Um observatório da imprensa para a cidade de Bom Despacho e os arquivos do blog Penetrália
quarta-feira, 28 de abril de 2010
Da Arte de Chutar
O Cientista. Anônimo. MOBA (Museum of Bad Arts).
Paga-se um preço por criar e paga-se outro por imitar (artigo de Gerald Thomas)
Da Arte de Chutar (comentários de Lúcio Jr)
Publicado na Folha de São Paulo, 17 de abril de 2010. A partir de livro da professora e pesquisadora Sílvia Fernandes, diretor Gerald Thomas analisa o teatro contemporâneo e aponta a falta de originalidade deste.
GERALD THOMAS
ESPECIAL PARA A FOLHA
Gerald: Existe um momento quando o teu passado te bate na cara, atropela seus rins e fígados e te deixa em estado de êxtase e dor. Eu estava aqui em Londres, quando me chega o livro de Sílvia Fernandes, “Teatralidades Contemporâneas”. Trata-se de uma obra densa e compreende muita informação sobre a atualidade (ou não atualidade) do teatro mundial e explora as variantes sobre a vida no palco dessas últimas três décadas. Esse livro foi escrito ao longo de dez anos.A introdução do livro me menciona de forma incrivelmente simpática. Sempre me senti um ponto de entrada, mas entendo que agora eu seja um ponto de partida. É a vida!
Lúcio: Achei que o livro era sobre o teatro brasileiro nas últimas décadas. Pois é, o teatro brasileiro e mundial contemporâneo é atual (ou não!)
Gerald: Mas a Sílvia não comete o engano que tantos acadêmicos cometem quando “classificam” uma arte qualquer ou fazem uma “melange” de todas as artes. Sílvia Fernandes toma partido. É uma crítica durona e isso é maravilhoso. Somos muitos nesse livro, ou melhor, somos “todos”. Mas somos, apesar de seres originais, personagens também.
Lúcio:Mas todo acadêmico faz, de uma forma ou outra, classificações. Se um acadêmico for pretensioso ao ponto de querer fazer mistura (mélange) de todas as artes para fazer um artigo, vai se dar mal, porque a tônica da academia é a especialização.
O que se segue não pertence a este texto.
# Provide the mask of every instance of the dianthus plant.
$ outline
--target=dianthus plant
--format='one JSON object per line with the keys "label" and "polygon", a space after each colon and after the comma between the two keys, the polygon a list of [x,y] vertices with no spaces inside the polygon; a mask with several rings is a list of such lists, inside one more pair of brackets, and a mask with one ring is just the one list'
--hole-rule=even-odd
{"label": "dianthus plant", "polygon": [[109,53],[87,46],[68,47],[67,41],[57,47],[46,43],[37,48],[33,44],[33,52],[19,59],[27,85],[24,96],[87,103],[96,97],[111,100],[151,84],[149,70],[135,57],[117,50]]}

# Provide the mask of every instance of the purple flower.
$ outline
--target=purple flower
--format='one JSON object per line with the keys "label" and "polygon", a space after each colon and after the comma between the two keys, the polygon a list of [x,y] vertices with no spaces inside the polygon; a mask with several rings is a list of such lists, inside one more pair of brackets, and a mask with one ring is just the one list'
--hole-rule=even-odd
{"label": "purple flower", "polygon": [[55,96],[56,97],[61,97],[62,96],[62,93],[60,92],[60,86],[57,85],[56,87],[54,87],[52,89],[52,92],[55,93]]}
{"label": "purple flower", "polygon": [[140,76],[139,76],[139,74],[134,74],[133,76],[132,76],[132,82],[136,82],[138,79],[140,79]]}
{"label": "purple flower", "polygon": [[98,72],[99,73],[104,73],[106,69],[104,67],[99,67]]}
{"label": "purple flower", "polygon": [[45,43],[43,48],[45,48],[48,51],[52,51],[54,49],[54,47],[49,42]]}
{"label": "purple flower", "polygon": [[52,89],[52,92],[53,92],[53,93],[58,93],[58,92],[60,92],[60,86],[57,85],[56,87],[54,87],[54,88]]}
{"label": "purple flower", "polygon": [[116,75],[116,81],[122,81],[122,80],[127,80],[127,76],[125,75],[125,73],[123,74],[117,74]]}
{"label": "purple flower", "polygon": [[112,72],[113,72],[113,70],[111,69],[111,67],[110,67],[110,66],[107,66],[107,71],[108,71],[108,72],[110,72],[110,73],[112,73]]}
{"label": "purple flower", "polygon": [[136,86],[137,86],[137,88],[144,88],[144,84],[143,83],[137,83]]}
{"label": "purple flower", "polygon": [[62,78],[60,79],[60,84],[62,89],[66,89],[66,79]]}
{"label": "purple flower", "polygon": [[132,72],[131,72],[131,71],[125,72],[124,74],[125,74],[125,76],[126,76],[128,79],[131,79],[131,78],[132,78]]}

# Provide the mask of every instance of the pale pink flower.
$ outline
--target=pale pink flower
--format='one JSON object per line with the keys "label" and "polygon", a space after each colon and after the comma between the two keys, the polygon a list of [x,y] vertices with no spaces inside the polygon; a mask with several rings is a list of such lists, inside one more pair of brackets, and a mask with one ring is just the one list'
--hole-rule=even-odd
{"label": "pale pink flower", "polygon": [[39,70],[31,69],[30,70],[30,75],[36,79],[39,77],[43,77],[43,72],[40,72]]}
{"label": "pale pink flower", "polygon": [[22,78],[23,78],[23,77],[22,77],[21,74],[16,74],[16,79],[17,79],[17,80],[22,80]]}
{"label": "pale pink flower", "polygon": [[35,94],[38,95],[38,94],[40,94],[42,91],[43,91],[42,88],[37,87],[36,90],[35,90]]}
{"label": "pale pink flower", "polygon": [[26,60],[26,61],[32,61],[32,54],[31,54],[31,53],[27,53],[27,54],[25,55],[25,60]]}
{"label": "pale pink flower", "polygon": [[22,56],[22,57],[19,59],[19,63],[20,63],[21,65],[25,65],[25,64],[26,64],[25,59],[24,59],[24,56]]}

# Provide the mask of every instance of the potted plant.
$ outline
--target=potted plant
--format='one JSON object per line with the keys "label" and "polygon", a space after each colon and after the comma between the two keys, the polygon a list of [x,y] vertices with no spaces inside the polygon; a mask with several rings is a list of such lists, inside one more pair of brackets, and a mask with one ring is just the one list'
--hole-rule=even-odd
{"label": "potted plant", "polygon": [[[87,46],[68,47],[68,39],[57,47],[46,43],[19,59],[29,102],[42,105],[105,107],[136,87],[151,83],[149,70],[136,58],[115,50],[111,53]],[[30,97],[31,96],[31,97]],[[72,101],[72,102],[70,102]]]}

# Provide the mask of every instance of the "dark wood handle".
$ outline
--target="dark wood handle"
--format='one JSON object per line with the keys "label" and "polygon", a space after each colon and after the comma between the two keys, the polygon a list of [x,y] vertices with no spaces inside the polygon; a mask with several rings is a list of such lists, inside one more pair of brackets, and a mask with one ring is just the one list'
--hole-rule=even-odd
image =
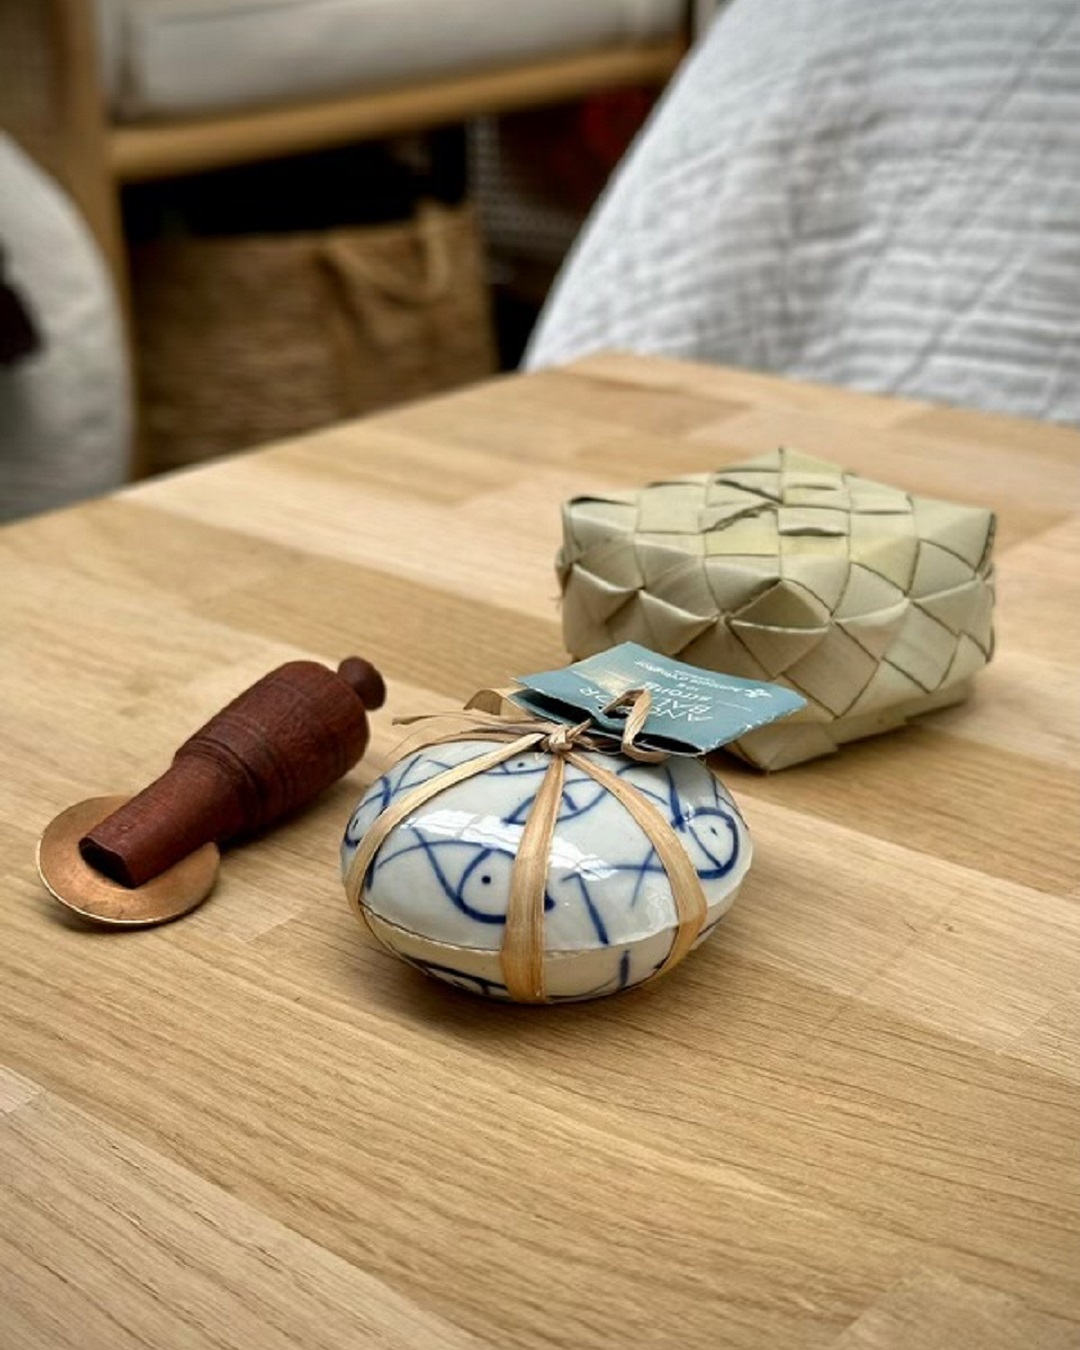
{"label": "dark wood handle", "polygon": [[267,829],[359,760],[382,677],[350,656],[337,672],[290,661],[253,684],[177,750],[160,778],[79,841],[83,858],[141,886],[195,849]]}

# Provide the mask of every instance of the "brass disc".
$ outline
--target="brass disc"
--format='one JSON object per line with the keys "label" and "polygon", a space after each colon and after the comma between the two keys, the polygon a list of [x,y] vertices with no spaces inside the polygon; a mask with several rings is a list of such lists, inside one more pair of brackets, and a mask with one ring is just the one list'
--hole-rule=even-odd
{"label": "brass disc", "polygon": [[120,886],[83,860],[79,840],[127,797],[90,797],[51,821],[38,840],[38,874],[53,897],[94,923],[141,928],[168,923],[202,904],[214,889],[221,855],[204,844],[142,886]]}

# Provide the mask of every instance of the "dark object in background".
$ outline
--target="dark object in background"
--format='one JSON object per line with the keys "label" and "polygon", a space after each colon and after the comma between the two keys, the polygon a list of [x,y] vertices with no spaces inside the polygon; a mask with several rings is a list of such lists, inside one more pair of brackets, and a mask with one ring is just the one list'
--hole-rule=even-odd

Quem costuma ter essa pretensão de ser artista em todas as artes são alguns artistas. Segundo Thomas, os criadores dos anos 90 são, então, seres originais, além de personagens da Sílvia Fernandes. Se somos seres originais, algo de original se aproveita em nossa arte (ou não!)
Gerald:Com exceção de um ou outro, que Sílvia aponta como “o pastiche de todos” ou o imitador sem caráter, somos os personagens ativos numa longa jornada teatral dantesca, brutal, darwiniana, em que a sobrevivência não é a do mais forte, mas do mais persistente.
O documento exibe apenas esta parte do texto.